Oleh Budi Hatees | Peneliti pada Institute Pustaha
SAYA sering menolak ajak makan di luar rumah. Istri saya tahu apa alasan penolakan itu, salah satu alasan yang paling mendasar karena tidak ada menu masakan yang cocok dengan lidah saya. Saya tidak terlalu memilih soal makanan, yang penting halal, tetapi karena istri saya terlalu sering memanjakan lidah saya di dalam rumah, maka makanan di luar rumah tak cocok lagi dengan lidah saya.
“Sekali-sekali kita perlu bersantai di luar rumah,” kata istri saya, seakan-akan bersantai itu akan menjadi lengkap dan sempurna jika diisi dengan acara makan. Dan saya, biasanya, mengalah, lalu memberi kebebasan kepada istri saya untuk memilih tempat bersantai yang dia maksudkan.

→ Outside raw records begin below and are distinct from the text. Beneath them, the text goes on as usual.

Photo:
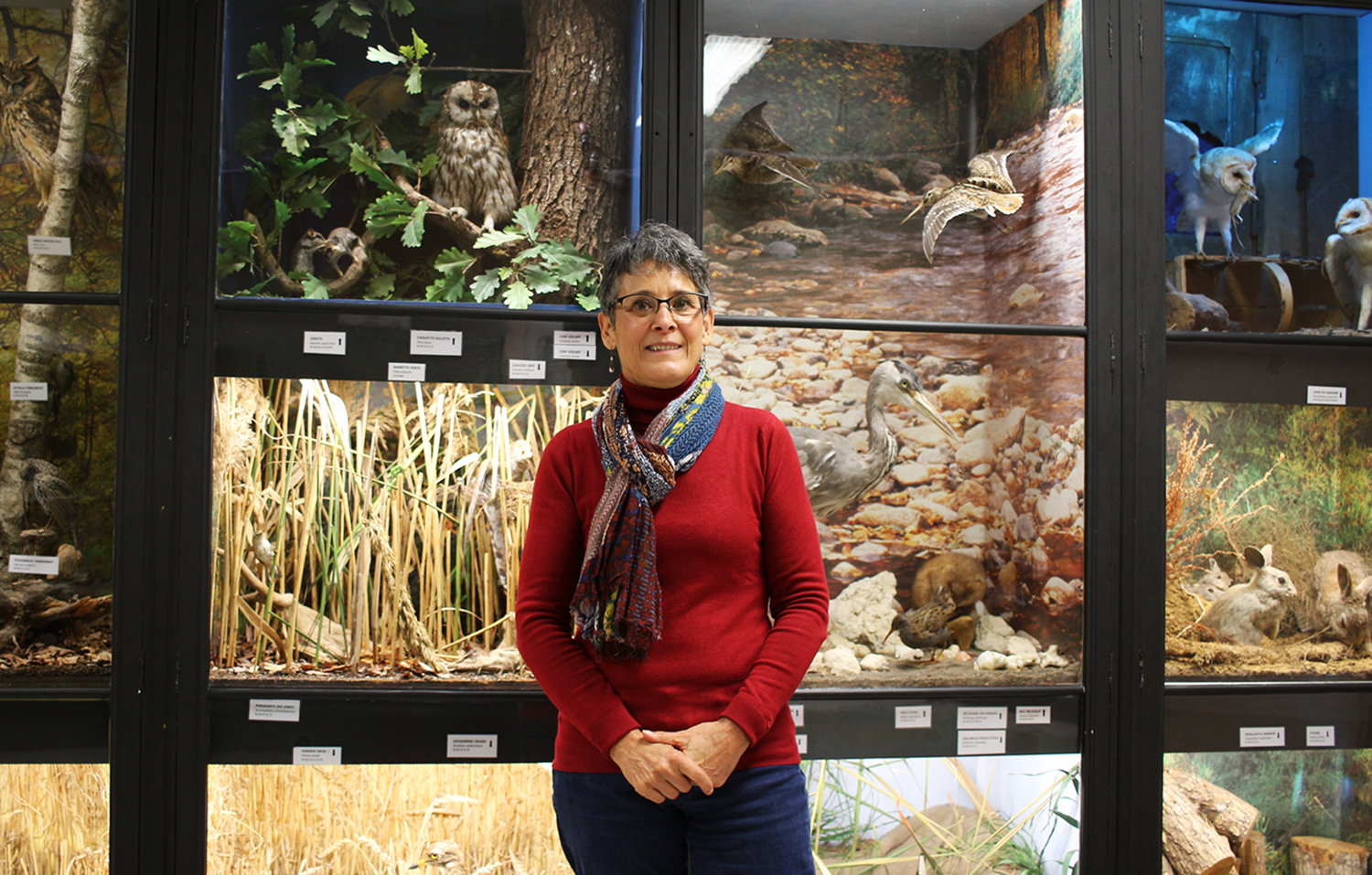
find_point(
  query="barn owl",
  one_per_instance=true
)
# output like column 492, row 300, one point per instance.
column 1215, row 186
column 988, row 187
column 474, row 175
column 1347, row 260
column 755, row 153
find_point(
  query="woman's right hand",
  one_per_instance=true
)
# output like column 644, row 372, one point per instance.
column 658, row 773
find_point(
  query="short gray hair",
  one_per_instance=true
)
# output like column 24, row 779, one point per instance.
column 652, row 243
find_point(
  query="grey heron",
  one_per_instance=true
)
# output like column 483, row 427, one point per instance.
column 836, row 474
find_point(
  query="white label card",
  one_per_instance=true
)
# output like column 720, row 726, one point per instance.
column 1336, row 395
column 27, row 391
column 1262, row 737
column 316, row 756
column 979, row 742
column 279, row 710
column 1319, row 737
column 405, row 372
column 914, row 716
column 472, row 746
column 49, row 246
column 527, row 369
column 35, row 564
column 326, row 343
column 981, row 718
column 435, row 343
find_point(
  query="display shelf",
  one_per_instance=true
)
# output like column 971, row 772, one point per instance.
column 52, row 721
column 263, row 724
column 1278, row 716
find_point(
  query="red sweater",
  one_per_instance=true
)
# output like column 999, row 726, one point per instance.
column 735, row 538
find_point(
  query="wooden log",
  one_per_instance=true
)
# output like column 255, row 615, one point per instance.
column 1312, row 855
column 1188, row 838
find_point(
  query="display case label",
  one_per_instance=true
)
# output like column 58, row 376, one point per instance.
column 279, row 710
column 1319, row 737
column 27, row 391
column 914, row 716
column 981, row 718
column 49, row 246
column 326, row 343
column 316, row 756
column 1262, row 737
column 435, row 343
column 1336, row 395
column 406, row 372
column 527, row 369
column 472, row 746
column 35, row 564
column 976, row 742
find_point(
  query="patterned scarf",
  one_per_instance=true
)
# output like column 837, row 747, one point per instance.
column 617, row 601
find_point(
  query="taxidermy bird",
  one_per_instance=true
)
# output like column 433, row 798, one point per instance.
column 1217, row 184
column 1347, row 260
column 834, row 472
column 988, row 187
column 756, row 154
column 474, row 176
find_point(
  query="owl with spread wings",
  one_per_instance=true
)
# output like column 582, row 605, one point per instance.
column 1217, row 184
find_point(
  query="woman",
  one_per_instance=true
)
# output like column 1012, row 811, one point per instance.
column 671, row 606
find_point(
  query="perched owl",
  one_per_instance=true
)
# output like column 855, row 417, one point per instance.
column 30, row 114
column 474, row 175
column 1347, row 260
column 1217, row 184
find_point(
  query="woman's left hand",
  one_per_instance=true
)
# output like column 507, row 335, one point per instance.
column 716, row 745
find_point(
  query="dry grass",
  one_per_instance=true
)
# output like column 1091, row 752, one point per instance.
column 381, row 819
column 55, row 819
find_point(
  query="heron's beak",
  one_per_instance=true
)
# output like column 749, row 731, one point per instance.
column 932, row 413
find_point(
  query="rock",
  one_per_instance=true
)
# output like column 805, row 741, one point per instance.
column 862, row 612
column 781, row 229
column 873, row 663
column 841, row 663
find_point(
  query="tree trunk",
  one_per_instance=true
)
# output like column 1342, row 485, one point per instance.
column 575, row 145
column 1312, row 855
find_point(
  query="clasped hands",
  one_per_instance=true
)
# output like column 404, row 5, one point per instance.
column 661, row 765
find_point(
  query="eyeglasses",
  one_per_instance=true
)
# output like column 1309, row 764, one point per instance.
column 644, row 306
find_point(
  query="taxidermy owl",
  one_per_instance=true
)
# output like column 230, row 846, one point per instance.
column 1347, row 260
column 474, row 175
column 1217, row 184
column 755, row 153
column 30, row 114
column 987, row 188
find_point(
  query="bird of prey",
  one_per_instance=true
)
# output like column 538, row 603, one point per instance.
column 755, row 153
column 987, row 188
column 1217, row 184
column 1347, row 260
column 834, row 472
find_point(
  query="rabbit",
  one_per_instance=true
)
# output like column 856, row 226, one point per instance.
column 1210, row 584
column 1342, row 582
column 1249, row 611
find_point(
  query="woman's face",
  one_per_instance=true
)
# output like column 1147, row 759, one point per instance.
column 659, row 350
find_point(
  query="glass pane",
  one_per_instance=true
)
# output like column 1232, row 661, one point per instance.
column 367, row 148
column 57, row 498
column 855, row 159
column 38, row 57
column 57, row 817
column 1265, row 154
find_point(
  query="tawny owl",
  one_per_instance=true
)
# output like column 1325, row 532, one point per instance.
column 1347, row 260
column 30, row 114
column 1215, row 186
column 474, row 175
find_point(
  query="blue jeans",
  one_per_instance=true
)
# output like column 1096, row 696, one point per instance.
column 757, row 823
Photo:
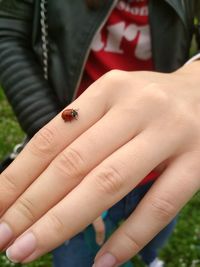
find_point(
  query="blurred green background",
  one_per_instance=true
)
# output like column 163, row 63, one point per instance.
column 183, row 249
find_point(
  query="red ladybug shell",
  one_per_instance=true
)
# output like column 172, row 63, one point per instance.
column 69, row 114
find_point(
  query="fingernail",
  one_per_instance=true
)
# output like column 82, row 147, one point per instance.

Saya tak mungkin memilih, karena saya tak pernah mengingat nama tempat makan yang ada di kota ini. Selain menunya tak cocok dengan lidah saya, juga disebabkan para pelayanan di tiap tempat makan yang pernah saya datangi tak terlatih melayani. Mereka—para pelayan itu—cenderung memperlakukan konsumen sebagai beban, seakan-akan kehadiran konsumen membuat si pelayan tak bisa beristirahat dengan tenang, atau tak punya waktu luang untuk bermain game pada gawainya.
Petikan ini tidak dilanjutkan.